AMERRA Capital-backed organic supply chain company Pipeline Foods has filed for bankruptcy and plans sell some or all of its assets.
A lawyer representing Pipeline reportedly told a bankruptcy judge last week at least five parties have shown “considerable interest” in certain assets, though none would sign letters of intent or purchase agreements before Wednesday’s hearing.
Fridley, Minnesota-headquartered Pipeline cited “significant financial distress” caused in part by covid-19 in its early July petition for Chapter 11 relief voluntary, filed with the United States Bankruptcy Court for the District of Delaware.
“The research and development teams at CPG companies stalled new product development and the inclusion of new ingredients, thereby reducing demand for the company’s products,” wrote Winston Mar, a managing director at Rancho Palos Verdes, California-headquartered advisory firm Sierra Constellation Partners, that was hired as Pipeline’s chief restructuring officer in April, according to the filing.
“The sourcing teams at CPG companies could not travel to visit and approve new manufacturing facilities, thereby reducing the company’s ability to increase volumes at its facilities. Food service customer orders declined due to the slowdown in their businesses.”
Pipeline defaulted on loans from Rabobank, Compeer Financial and others after its licenses to operate in Minnesota and Iowa were challenged by authorities responding to producer complaints about late payment. Pipeline’s bankruptcy filing showed debts of at least $129 million to secured and unsecured creditors.
New York-headquartered AMERRA – which declined to comment – established Pipeline in 2017 with an initial focus on expanding the US supply chain for organic and non-GMO product offerings.
Pipeline went on to establish a program to help finance and counsel producers through the conversion to organic production and acquire the organic grains division of Oaktree-backed SunOpta, the ancient grains unit of Wisconsin-headquartered Organic Ventures and storage facilities in Iowa, North Dakota and elsewhere.

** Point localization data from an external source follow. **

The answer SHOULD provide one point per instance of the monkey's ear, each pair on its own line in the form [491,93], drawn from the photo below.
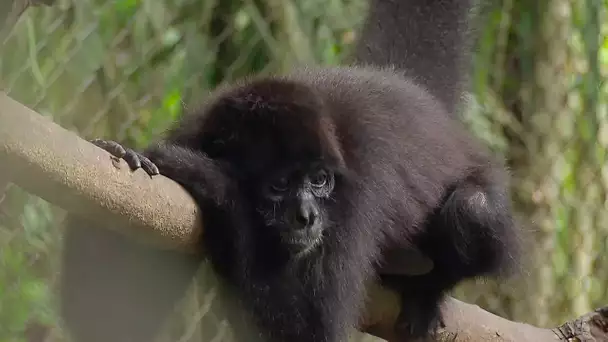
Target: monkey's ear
[405,261]
[331,141]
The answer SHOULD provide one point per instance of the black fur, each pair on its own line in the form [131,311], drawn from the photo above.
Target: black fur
[409,181]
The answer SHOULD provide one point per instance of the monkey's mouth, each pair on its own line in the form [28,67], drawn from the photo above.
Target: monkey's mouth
[303,241]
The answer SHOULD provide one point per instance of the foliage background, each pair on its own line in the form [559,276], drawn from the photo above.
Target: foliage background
[126,69]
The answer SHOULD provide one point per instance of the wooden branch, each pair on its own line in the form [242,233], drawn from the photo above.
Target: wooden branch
[62,168]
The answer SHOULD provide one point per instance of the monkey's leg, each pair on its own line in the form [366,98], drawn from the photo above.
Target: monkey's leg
[472,234]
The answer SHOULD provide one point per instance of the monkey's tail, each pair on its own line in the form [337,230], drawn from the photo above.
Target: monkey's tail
[429,40]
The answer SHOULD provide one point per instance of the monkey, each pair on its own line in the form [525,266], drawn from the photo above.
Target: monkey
[312,184]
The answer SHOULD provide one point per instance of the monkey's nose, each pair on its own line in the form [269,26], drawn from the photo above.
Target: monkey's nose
[307,216]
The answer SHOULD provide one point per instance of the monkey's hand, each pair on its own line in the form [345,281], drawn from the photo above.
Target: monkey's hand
[135,160]
[418,321]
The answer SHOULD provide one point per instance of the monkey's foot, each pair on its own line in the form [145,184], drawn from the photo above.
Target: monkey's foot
[134,159]
[418,325]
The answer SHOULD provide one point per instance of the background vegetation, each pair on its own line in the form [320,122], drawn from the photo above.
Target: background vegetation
[126,69]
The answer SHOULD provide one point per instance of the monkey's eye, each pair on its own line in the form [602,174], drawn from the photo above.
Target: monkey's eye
[280,185]
[319,179]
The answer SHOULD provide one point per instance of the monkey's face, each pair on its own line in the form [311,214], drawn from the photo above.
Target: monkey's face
[292,205]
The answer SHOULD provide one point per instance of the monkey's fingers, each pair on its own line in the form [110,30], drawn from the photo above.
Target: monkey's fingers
[134,159]
[110,146]
[137,160]
[147,165]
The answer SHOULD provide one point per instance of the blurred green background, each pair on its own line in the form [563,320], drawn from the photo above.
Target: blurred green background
[126,69]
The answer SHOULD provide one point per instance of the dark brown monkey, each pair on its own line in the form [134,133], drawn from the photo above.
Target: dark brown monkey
[311,184]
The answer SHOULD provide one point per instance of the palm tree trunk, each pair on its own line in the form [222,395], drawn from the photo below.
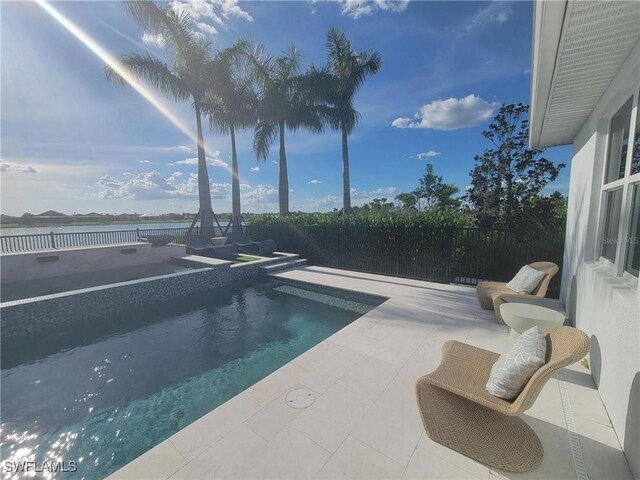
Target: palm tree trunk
[346,184]
[204,189]
[283,177]
[236,218]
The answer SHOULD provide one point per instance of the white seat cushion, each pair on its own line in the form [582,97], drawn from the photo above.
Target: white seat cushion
[516,366]
[526,280]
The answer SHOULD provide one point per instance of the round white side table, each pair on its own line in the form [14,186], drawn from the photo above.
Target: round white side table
[520,317]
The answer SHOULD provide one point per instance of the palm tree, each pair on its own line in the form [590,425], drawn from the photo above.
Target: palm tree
[349,70]
[188,79]
[285,103]
[230,105]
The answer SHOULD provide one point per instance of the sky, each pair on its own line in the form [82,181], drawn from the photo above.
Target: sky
[75,143]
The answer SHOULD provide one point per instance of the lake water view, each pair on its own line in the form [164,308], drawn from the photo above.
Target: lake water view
[93,228]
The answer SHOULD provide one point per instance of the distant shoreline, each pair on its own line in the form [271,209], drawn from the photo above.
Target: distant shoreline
[83,224]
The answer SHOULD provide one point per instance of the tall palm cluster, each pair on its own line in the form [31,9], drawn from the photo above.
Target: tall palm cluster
[243,87]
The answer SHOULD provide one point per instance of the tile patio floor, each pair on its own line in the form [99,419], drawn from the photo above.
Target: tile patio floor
[365,423]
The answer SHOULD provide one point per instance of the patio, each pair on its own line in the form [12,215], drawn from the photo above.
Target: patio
[364,422]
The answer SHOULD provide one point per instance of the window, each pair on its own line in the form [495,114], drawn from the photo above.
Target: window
[621,191]
[632,264]
[611,224]
[618,143]
[635,158]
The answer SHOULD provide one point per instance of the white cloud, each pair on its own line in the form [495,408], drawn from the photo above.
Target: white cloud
[359,8]
[154,40]
[429,154]
[495,12]
[174,176]
[206,28]
[259,196]
[450,114]
[6,166]
[213,160]
[216,11]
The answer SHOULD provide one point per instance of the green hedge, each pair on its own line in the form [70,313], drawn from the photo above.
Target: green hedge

The filing explains those acquisitions were designed to facilitate access to organic and non-GMO production regions and major rail lines allowing the company to service domestic and international markets. A list of Pipeline’s top 20 largest unsecured claims included outstanding trade debt to counterparties in the United Arab Emirates, India, China and elsewhere.
Pipeline supplies large consumer packaged goods, food manufacturing trading groups and others with products sourced through a network of 1,461 contracted growers. Approximately 55-65 percent of its suppliers are in the US and up to 30 percent are in Canada, according to the filing, which described long-term plans for between 5 and 10 percent of production to be sourced from Argentina and India.
Soon after Pipeline’s launch, co-founder Eric Jackson told Agri Investor the company aimed to fill a vacuum between large food companies’ booming demand for organic row crops and the relatively underdeveloped supply chain brought together over the previous 20 years. Large agricultural supply companies had yet to find a way to service the organic market, he explained, in part because of its demands and scale.
“Traceability and transparency are anathema to running a large grain terminal or crushing operation. Their assets are not built for down-scaling to the relatively small volumes of the organic and non-GMO space,” said Jackson, who left a position as adviser to Pipeline in March after having stepped down as chief executive in April 2019, according to his LinkedIn profile. “The Cargills of the world will become more interested after somebody builds something to scale.”
A source familiar with Pipeline told Agri Investor while certain of its assets could be of interest to large supply chain companies, none are likely to acquire all of the facilities. They acknowledged the challenges cited in Pipeline’s filing but stressed a fundamental mismatch between the scale of the company’s plans and its struggle to raise capital.
The source estimated AMERRA’s investment at $50 million and noted the recent rise in commodity prices has elevated the already substantial costs of assembling and operating a supply chain of the type proposed by Pipeline.
“Ultimately, they just were undercapitalized,” the source said. “It’s a shame, because the idea was a good one – it just needed 10 times the money they raised.”